Chrysler had asked for a companywide program to streamline job categories in return for granting big wage gains in last week's $1-billion contract settlement. Instead, the UAW only agreed to pilot programs at four plants to test more flexible work systems.
But Iacocca indicated that he still hopes the union will eventually cooperate with the company to spread the streamlined system to other plants over the next few years.
Labor Costs Equal
Iacocca placed such heavy emphasis on the contract's provisions for plant-level productivity improvements, which must be ironed out on an ongoing basis with the union over the life of the agreement, because he said they are crucial to Chrysler's ability to remain a competitive domestic auto producer now that its labor costs are equal to those of its larger domestic rivals, General Motors and Ford.
"It's the old story; if you pay out more, you get less competitive," Iacocca said. "The present workers got their fair share under this contract, but what it holds for future employment is going to depend on just how competitive we get plant by plant."
Chrysler says that, companywide, its workers now fall under as many as 500 different, strictly defined job categories, compared to as few as five or six categories at the Japanese auto companies. The proliferation of restrictive categories limits the range of tasks that individual workers are allowed to perform and thus reduces productivity, company officials argue.
Chrysler's new three-year pact was ratified by its 70,000 U.S. workers on Sunday, ending a 12-day nationwide strike that Iacocca said cost Chrysler between $150 million and $200 million in lost fourth-quarter profits. The agreement will increase the auto maker's labor costs by 6.5% per year--which is well above the rate of inflation--or more than $1 billion over three years, company officials said.
Rewards for Workers
But Chrysler satisfied the UAW's key demand for wage "parity" with GM and Ford, and it also provided cash bonuses to partially reimburse workers for concessions they granted Chrysler between 1979 and 1981 to keep the company afloat.
Iacocca acknowledged that, "with the company making so much money over the last 24 months, it was pretty hard to argue that our (workers) shouldn't get as much as the people at Ford and GM. The workers had to be paid back something for the sacrifices that they made."
Still, he complained that the contract, which includes provisions for a $170-million job security "bank" to protect workers from being laid off due to the subcontracting of work to domestic or foreign suppliers, doesn't provide real job security because it doesn't make Chrysler's plants more competitive.
Iacocca said the company has no immediate plans to increase its use of foreign parts as a result of the higher labor costs of the new contract. He noted that Chrysler has already expanded its purchases of imported cars and components as a result of the easing of import quotas on Japanese cars and so doesn't need to make additional foreign sourcing moves right away. But he warned that the trends are increasingly ominous for Chrysler's domestic auto production.
"When you add it all up, we are still a 90% local content company," Iacocca said. "But are we going to be that five years from now? Oh, I don't know that number. I'm not positive of that number, but the pressure is on to take it down."
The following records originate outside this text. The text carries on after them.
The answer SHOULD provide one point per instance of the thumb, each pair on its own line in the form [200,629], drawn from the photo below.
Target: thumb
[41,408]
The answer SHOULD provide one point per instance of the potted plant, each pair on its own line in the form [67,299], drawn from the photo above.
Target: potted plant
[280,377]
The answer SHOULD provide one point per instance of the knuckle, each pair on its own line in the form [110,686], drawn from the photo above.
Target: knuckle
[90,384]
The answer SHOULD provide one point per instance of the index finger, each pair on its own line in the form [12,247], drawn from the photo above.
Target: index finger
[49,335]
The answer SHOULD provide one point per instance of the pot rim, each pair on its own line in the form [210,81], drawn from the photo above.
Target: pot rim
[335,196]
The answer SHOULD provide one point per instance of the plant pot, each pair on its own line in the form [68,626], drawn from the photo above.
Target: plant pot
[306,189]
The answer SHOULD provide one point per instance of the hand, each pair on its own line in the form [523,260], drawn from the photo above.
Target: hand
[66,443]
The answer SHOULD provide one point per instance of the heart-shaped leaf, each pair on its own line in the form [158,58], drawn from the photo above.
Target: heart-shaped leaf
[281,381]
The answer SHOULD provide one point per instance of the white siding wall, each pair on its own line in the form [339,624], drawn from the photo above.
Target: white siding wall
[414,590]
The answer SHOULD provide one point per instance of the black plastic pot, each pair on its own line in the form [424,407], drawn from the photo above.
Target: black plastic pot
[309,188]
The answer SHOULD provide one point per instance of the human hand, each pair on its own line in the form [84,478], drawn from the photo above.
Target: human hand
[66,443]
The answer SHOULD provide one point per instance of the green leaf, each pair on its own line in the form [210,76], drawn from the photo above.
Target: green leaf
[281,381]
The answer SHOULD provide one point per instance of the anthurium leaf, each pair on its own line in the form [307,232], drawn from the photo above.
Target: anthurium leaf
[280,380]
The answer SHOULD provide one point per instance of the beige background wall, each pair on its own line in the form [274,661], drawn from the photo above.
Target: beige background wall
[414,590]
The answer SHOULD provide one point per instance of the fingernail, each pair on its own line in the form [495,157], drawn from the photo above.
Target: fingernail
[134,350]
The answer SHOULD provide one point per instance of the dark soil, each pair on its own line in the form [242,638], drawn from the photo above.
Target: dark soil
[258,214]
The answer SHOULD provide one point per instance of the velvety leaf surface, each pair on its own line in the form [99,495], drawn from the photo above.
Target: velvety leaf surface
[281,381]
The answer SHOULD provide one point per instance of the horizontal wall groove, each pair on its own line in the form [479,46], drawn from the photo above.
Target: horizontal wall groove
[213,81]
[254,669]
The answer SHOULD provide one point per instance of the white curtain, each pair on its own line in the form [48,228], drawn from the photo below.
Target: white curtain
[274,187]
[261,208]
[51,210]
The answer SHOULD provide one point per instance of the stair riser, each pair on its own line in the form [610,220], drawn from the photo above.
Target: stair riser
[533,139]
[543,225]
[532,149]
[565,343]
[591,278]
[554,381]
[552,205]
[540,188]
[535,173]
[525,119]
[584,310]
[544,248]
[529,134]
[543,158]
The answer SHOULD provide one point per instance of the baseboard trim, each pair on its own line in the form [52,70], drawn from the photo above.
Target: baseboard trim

For the third quarter (which ended before its U.S. and Canadian strikes began), Chrysler's net income of $316.2 million even outpaced Ford's earnings of $313.1 million.
Chrysler said sales incentives helped spur its U.S. car and truck sales to a 24.3% gain during the quarter, offsetting the heavy costs of the incentive program.
Chrysler had worldwide sales of $4.5 billion and pretax earnings of $451.8 million--both records for the third quarter.
For the first nine months of 1985, Chrysler's net earnings were off 19.8% to $1.42 billion, primarily because the company has exhausted the tax benefits that it built up from its massive losses in the early 1980s, making its earnings once again subject to income taxes.